Note: a “public or private entity authorized by law or by its charter to assist in disaster relief efforts” could include Red Cross, other hospitals, first responders, etc.
Unless the patient has requested that information be withheld (“no information” or “John Doe” patients, information about the general condition (undetermined, good, fair, serious, critical, deceased) and location of an inpatient, outpatient or emergency patient may be released to other third parties only if the inquiry specifically contains the patient’s name. This is the maximum information that may be released under this provision of the law (this provision is meant to allow visitors, clergy, florists, etc. to find patients) – however, CHA recommends that hospitals use their discretion when exercising this authority. For example, it is reasonable to give a room number to a florist who asks, “Which room is Bernice Hathaway in?” However, disclosing this information to the media would likely not comply with the HIPAA “minimum necessary” standard. And of course, a hospital should not notify other third parties of a patient’s death before the next-of-kin is notified.
If there are mass casualties, the spokesperson may release basic patient information such as the aggregate number of victims, their sex and their general conditions. However, individually-identifiable patient information may not be released without the patient’s consent.
Reference: California Civil Code Sections 56.10(c)(15), 56.1007, and 56.16; 45 C.F.R. Section 164.510 (a) and (b)(4).
Senate Bill 1953 (SB 1953) was signed into law on September 21, 1994. The bill was an amendment to and furtherance of the Alfred E. Alquist Hospital Seismic Safety Act of 1983 (Alquist Act). SB 1953 (Chapter 740, 1994), is now chaptered into statute in Sections 130000 through 130070 of the Alfred E. Alquist Hospital Facilities Seismic Safety Act, and part of the California Health and Safety Code. The regulations developed as a result of this statute are deemed to be emergency regulations and became effective upon approval by the California Building Standards Commission and filing with the Secretary of State on March 18, 1998. An overview of SB1953 is available through this link.
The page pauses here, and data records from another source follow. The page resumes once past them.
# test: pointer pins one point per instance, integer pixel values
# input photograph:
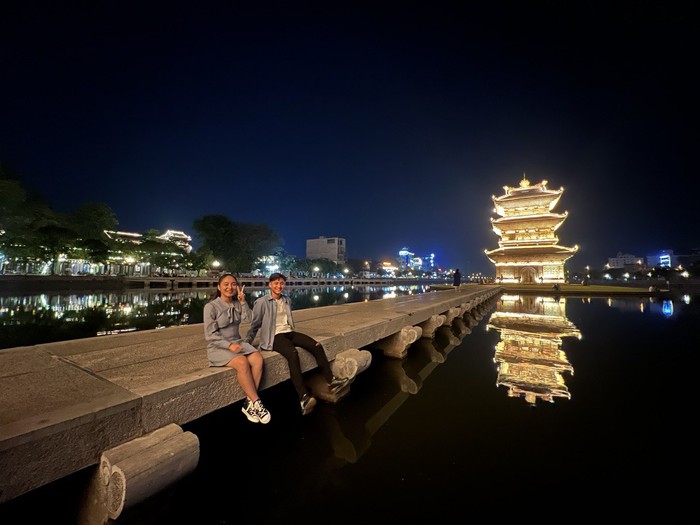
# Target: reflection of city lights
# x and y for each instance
(667, 308)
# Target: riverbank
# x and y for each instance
(28, 284)
(572, 289)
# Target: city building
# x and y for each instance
(331, 248)
(528, 250)
(409, 260)
(624, 260)
(663, 259)
(178, 238)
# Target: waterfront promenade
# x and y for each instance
(64, 404)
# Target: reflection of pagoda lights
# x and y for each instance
(529, 358)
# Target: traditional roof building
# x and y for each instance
(528, 249)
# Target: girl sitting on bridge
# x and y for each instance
(222, 319)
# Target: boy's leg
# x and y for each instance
(284, 345)
(310, 344)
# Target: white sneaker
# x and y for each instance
(263, 413)
(251, 413)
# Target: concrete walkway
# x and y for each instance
(63, 404)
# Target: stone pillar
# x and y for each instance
(396, 345)
(133, 471)
(431, 325)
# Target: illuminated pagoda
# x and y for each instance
(528, 249)
(531, 363)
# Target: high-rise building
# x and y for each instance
(528, 250)
(331, 248)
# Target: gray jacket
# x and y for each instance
(264, 317)
(221, 322)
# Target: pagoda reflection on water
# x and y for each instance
(529, 357)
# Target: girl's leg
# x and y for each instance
(256, 366)
(244, 375)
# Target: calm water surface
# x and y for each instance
(551, 408)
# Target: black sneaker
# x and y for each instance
(338, 383)
(307, 403)
(250, 412)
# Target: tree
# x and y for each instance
(55, 241)
(235, 245)
(92, 219)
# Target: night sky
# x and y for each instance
(390, 124)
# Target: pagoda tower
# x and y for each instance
(528, 249)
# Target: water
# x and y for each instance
(44, 318)
(419, 439)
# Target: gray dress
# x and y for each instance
(221, 328)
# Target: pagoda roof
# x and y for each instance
(529, 251)
(535, 219)
(527, 195)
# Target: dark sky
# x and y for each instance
(388, 123)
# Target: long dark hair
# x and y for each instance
(217, 292)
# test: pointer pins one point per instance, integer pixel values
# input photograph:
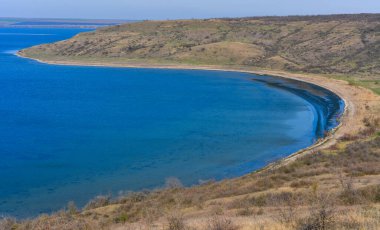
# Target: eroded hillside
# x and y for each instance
(319, 44)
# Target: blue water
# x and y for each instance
(69, 133)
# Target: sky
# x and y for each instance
(179, 9)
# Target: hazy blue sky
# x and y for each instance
(172, 9)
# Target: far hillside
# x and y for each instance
(346, 46)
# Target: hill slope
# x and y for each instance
(319, 44)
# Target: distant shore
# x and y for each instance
(355, 98)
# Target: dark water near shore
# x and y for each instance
(71, 133)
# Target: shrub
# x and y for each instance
(173, 183)
(99, 201)
(219, 223)
(176, 222)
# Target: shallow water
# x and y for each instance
(71, 133)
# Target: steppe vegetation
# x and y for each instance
(336, 187)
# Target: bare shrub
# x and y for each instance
(176, 222)
(97, 202)
(321, 214)
(7, 223)
(221, 223)
(173, 183)
(72, 208)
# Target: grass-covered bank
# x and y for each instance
(337, 188)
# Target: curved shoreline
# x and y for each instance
(354, 98)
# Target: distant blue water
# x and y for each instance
(71, 133)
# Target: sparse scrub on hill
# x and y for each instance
(344, 45)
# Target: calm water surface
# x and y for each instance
(70, 133)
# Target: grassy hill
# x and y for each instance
(319, 44)
(346, 46)
(336, 186)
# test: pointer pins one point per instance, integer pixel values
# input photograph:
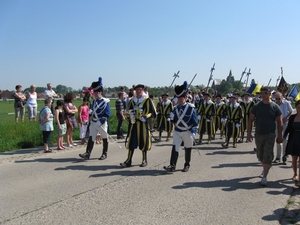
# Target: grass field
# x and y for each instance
(27, 135)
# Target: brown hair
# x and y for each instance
(69, 97)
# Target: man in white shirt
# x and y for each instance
(49, 93)
(286, 110)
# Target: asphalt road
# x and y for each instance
(222, 187)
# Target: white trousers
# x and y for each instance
(185, 137)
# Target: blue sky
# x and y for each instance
(139, 41)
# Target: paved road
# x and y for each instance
(222, 187)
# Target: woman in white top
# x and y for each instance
(31, 103)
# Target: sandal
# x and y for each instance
(48, 151)
(295, 177)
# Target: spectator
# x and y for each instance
(70, 110)
(293, 144)
(46, 124)
(19, 104)
(49, 93)
(83, 118)
(60, 123)
(286, 110)
(31, 103)
(265, 113)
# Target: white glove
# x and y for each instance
(171, 116)
(143, 119)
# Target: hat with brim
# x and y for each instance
(139, 86)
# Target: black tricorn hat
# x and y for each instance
(180, 91)
(139, 86)
(97, 85)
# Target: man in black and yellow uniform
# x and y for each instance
(233, 115)
(220, 107)
(163, 124)
(206, 112)
(246, 105)
(140, 110)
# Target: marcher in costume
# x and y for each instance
(185, 123)
(233, 116)
(140, 109)
(246, 105)
(220, 107)
(163, 124)
(99, 114)
(206, 113)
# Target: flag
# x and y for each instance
(294, 93)
(254, 88)
(282, 87)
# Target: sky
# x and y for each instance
(128, 42)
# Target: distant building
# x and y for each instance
(216, 84)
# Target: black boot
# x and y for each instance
(144, 161)
(127, 163)
(173, 161)
(105, 148)
(89, 149)
(187, 160)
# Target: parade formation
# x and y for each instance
(194, 120)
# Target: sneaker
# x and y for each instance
(169, 168)
(264, 181)
(85, 156)
(143, 164)
(125, 164)
(262, 174)
(103, 156)
(185, 169)
(284, 159)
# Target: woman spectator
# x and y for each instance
(31, 103)
(60, 123)
(19, 104)
(83, 118)
(293, 145)
(46, 124)
(70, 110)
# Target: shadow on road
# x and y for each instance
(233, 152)
(240, 183)
(51, 160)
(122, 172)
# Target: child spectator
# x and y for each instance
(83, 119)
(60, 124)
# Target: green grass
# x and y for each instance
(27, 135)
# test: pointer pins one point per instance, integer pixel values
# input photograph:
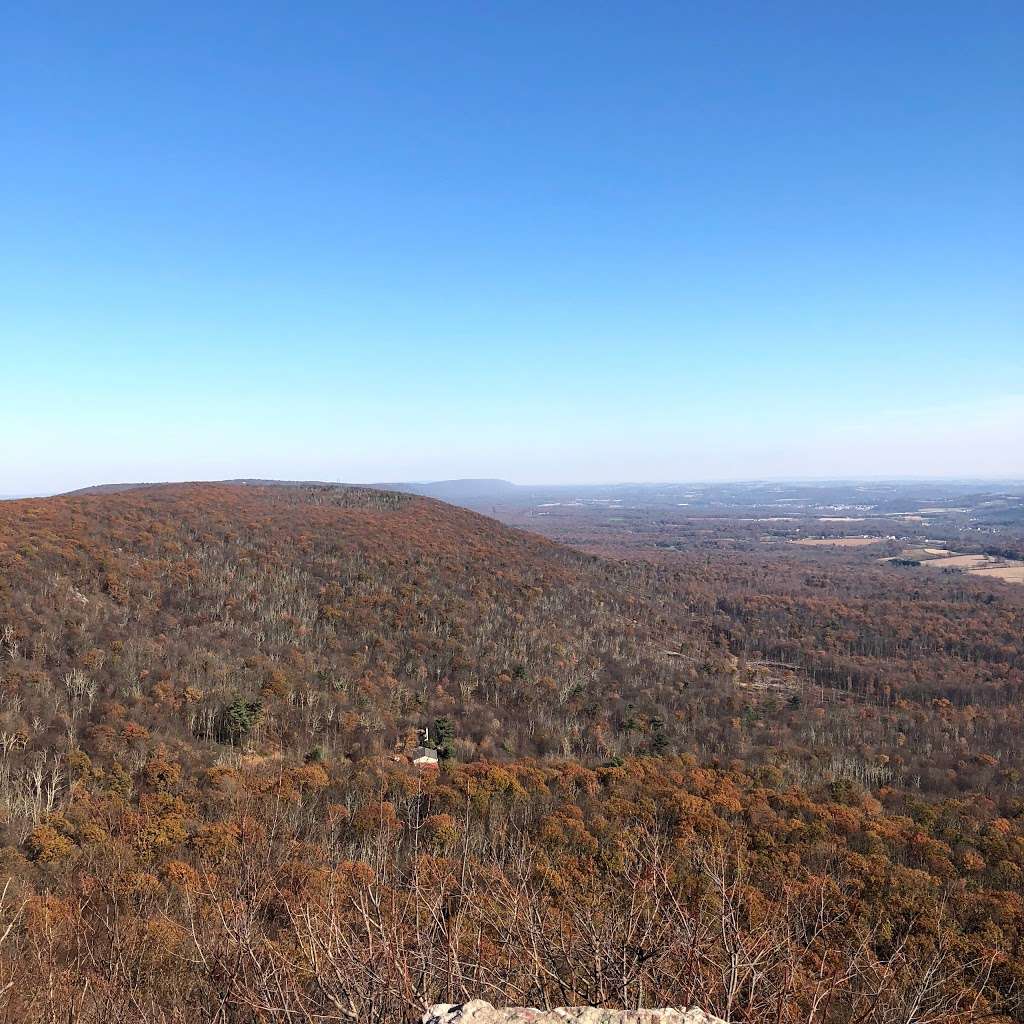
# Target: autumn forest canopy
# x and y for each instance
(784, 783)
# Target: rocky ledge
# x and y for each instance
(479, 1012)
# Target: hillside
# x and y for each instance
(208, 691)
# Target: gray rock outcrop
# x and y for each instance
(479, 1012)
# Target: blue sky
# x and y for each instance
(551, 242)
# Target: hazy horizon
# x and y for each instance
(541, 244)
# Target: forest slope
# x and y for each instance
(205, 696)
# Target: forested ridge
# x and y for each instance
(787, 796)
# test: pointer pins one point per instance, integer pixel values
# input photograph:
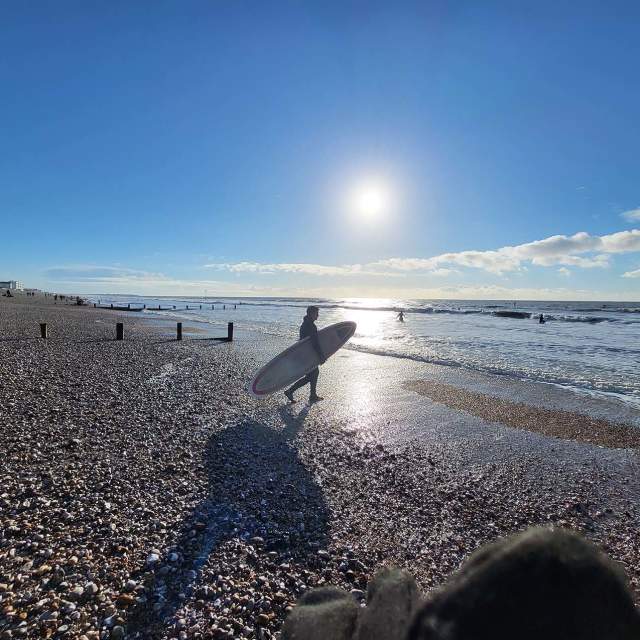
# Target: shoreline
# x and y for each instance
(555, 423)
(170, 501)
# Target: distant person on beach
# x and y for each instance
(308, 329)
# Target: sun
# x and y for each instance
(370, 200)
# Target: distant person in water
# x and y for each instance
(308, 329)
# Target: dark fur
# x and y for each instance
(540, 585)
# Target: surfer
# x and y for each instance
(308, 329)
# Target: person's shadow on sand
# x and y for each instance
(259, 492)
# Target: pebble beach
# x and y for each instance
(145, 494)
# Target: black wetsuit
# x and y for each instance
(308, 329)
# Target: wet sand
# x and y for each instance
(566, 425)
(146, 494)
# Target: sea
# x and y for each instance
(588, 347)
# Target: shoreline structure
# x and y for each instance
(145, 494)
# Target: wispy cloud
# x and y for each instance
(553, 251)
(633, 215)
(304, 268)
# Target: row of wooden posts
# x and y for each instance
(44, 331)
(158, 308)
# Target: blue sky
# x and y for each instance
(178, 147)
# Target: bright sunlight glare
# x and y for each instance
(370, 200)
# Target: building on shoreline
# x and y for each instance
(11, 284)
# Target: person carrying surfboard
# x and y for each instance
(309, 330)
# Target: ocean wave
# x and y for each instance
(624, 392)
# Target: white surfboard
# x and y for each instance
(300, 358)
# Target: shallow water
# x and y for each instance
(591, 347)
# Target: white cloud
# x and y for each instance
(304, 268)
(633, 215)
(557, 250)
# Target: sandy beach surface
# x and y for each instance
(145, 494)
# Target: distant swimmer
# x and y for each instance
(308, 329)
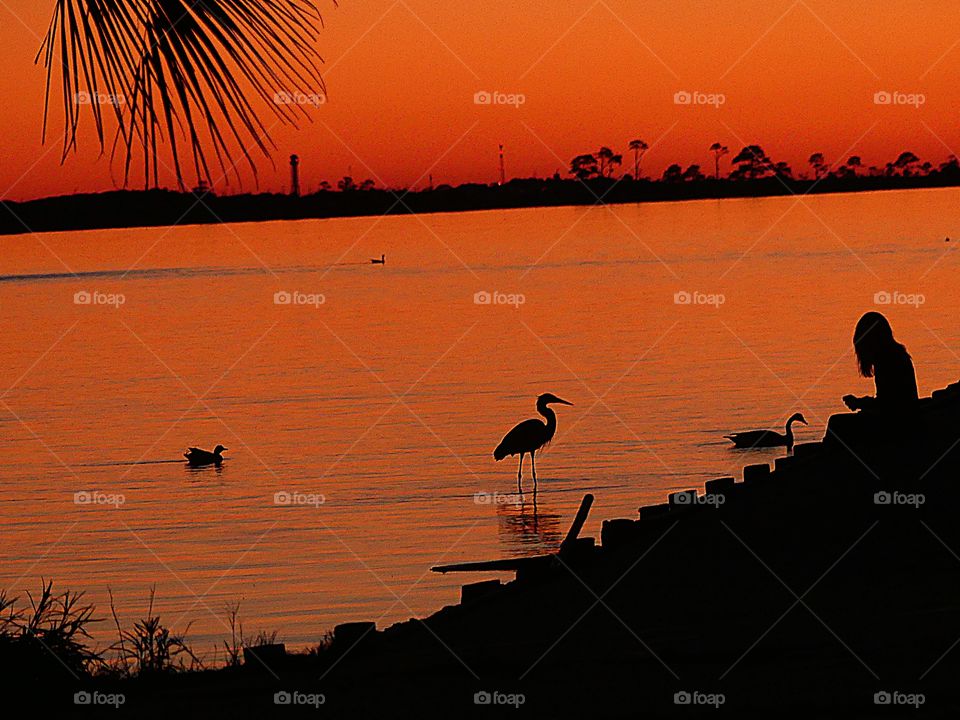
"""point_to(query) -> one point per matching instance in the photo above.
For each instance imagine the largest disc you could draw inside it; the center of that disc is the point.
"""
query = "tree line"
(753, 163)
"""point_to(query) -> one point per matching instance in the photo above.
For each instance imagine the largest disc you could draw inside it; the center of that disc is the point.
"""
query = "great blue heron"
(767, 438)
(530, 435)
(197, 457)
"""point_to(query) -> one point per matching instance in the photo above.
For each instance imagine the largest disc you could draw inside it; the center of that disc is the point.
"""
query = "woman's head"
(872, 339)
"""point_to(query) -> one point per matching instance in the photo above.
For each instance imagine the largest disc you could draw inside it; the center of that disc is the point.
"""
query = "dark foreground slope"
(829, 587)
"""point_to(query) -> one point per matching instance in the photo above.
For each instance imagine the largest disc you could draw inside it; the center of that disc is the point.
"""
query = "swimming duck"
(197, 457)
(767, 438)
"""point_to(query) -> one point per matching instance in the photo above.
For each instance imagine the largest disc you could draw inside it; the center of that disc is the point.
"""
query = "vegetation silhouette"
(591, 182)
(166, 69)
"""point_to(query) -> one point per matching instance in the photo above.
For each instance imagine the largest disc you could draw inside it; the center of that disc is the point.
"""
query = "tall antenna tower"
(295, 175)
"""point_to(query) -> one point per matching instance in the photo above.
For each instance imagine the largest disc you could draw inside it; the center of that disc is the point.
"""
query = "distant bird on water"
(197, 457)
(767, 438)
(530, 435)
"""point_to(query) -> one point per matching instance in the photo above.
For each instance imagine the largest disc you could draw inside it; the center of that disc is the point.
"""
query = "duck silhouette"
(197, 457)
(767, 438)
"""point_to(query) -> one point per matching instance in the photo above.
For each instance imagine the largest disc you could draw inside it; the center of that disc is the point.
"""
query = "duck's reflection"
(526, 528)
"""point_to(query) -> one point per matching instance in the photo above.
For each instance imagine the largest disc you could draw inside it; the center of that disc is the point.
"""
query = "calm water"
(388, 398)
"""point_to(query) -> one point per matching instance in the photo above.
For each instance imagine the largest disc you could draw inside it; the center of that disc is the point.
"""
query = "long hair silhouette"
(873, 341)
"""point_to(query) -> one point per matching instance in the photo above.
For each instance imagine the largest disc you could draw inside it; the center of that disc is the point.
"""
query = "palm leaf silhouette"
(205, 77)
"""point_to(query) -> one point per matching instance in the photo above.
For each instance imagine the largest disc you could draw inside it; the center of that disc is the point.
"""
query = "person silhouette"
(881, 357)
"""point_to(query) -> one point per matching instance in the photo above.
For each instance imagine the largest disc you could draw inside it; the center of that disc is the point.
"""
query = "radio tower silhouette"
(295, 175)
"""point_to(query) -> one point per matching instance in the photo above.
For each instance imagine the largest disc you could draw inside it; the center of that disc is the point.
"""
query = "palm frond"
(205, 78)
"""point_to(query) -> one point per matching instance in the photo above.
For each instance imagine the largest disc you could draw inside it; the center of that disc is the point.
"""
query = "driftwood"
(517, 564)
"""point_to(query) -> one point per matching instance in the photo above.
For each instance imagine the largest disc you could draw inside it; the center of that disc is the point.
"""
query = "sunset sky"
(796, 77)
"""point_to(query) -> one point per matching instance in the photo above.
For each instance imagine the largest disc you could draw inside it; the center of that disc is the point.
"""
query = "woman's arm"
(862, 403)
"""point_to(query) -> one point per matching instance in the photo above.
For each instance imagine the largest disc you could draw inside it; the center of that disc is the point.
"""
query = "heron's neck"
(551, 417)
(790, 423)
The Facilities Development Division formed the Seismic Retrofit Program Unit which is now referred to as the Seismic Compliance Unit. This Unit, headed by Hussain Bhatia, is comprised of structural engineers and senior architects responsible for review and approval of the following submittals to OSHPD:
Seismic Evaluation Reports (structural and non-structural)
Design criteria and conditional approvals of voluntary seismic compliance projects
NFPA 99: establishes criteria for levels of health care services or systems based on risk to the patients, staff, or visitors in health care facilities to minimize the hazards of fire, explosion, and electricity.
NFPA 1600: The National Commission on Terrorist Attacks Upon the United States (the 9/11 Commission), recognized NFPA 1600 as the National Preparedness Standard. It is widely used by public, not-for-profit, nongovernmental, and private entities on a local, regional, national, international and global basis, and has been adopted by the U.S. Department of Homeland Security as a voluntary consensus standard for emergency preparedness.
The Centers for Medicare & Medicaid Services (also known as CMS) was formerly known as the Health Care Financing Administration (HCFA).
CMS is the federal agency responsible for administering the Medicare, Medicaid, SCHIP (State Children’s Health Insurance), HIPAA (Health Insurance Portability and Accountability Act), CLIA (Clinical Laboratory Improvement Amendments), and several other health-related programs.